De werkzaamheden voor de restauratie en de renovatie van de abdij werden in 2002 voltooid met de oprichting van drie musea:

1. Het Historisch Museum van het Vorstendom Stavelot–Malmedy

Het biedt een rondleiding door de geschiedenis van een staat uit het Ancien Régime. Het vorstendom strekte zich uit van de Loire tot aan het Germaanse Rijk en hield stand gedurende meer dan een millennium.
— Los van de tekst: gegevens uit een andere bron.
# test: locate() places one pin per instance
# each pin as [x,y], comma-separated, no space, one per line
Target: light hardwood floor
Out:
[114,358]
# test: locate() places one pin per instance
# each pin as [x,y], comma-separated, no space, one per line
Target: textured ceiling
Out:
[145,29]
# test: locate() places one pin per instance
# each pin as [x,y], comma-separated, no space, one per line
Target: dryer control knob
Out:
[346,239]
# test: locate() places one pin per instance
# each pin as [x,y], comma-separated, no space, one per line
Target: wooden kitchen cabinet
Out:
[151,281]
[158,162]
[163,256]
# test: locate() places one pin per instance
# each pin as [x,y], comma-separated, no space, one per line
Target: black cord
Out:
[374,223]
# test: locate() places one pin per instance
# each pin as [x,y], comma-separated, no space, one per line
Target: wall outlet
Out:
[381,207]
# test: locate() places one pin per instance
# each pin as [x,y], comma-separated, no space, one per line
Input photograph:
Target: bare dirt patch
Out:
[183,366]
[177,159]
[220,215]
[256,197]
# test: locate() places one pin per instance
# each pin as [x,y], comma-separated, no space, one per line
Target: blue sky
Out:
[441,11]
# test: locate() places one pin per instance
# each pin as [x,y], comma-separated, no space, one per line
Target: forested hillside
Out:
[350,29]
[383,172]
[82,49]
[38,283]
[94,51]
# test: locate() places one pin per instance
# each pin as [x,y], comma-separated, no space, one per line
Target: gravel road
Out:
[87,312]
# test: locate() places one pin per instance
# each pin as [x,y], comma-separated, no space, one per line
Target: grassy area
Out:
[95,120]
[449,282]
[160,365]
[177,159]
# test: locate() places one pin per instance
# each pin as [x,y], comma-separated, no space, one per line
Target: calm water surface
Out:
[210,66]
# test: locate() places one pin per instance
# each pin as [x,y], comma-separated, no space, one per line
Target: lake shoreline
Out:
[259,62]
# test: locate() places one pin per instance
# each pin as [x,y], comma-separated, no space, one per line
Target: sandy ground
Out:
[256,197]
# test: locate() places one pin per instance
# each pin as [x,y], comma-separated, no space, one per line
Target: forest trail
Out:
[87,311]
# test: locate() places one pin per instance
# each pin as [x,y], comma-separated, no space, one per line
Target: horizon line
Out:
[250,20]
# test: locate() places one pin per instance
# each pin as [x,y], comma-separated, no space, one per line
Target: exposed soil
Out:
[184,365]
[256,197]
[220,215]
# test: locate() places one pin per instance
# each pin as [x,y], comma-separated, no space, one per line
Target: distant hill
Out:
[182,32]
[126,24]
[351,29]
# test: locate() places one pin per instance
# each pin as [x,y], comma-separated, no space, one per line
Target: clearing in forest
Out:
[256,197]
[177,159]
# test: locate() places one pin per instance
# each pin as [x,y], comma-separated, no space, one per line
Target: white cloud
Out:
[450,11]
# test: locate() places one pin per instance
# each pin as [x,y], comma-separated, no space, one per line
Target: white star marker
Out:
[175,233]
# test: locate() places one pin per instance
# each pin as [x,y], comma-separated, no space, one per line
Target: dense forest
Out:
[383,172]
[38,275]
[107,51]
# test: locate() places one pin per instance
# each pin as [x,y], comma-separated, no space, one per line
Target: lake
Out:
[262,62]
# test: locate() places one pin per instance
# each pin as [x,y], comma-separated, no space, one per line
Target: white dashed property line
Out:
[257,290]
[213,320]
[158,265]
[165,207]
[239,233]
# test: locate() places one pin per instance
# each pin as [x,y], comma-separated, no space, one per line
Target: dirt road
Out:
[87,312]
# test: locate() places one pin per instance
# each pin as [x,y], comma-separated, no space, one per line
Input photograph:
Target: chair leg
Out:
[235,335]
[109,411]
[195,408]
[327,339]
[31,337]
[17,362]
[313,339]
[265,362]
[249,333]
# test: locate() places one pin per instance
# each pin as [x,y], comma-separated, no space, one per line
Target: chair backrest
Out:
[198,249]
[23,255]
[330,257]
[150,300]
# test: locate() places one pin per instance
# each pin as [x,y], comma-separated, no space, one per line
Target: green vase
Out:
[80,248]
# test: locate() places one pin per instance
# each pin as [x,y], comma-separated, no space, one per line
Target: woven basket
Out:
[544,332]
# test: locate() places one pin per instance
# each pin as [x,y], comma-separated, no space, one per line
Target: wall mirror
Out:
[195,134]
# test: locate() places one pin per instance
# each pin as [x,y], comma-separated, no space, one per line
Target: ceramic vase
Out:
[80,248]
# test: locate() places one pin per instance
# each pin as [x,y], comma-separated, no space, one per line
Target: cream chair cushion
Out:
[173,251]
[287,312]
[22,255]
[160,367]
2. Het Museum van het Circuit van Spa–Francorchamp

In de prachtige gewelfde kelders van de abdij toont het museum de geschiedenis van het circuit. Veel piloten noemen dit het mooiste circuit ter wereld. Het ligt verborgen in het groen tussen Stavelot, Malmedy en Spa.

3. Het Museum van Guillaume Apollinaire

Als 19–jarige was hij op vakantie in Stavelot, terwijl zijn moeder, een Poolse aristocrate, regelmatig het casino van Spa bezocht. Het museum vertelt over het verblijf van de dichter in de streek. Het dompelt de bezoeker onder in de artistieke wereld van deze auteur die op veel gebied een vernieuwer en een voorloper was.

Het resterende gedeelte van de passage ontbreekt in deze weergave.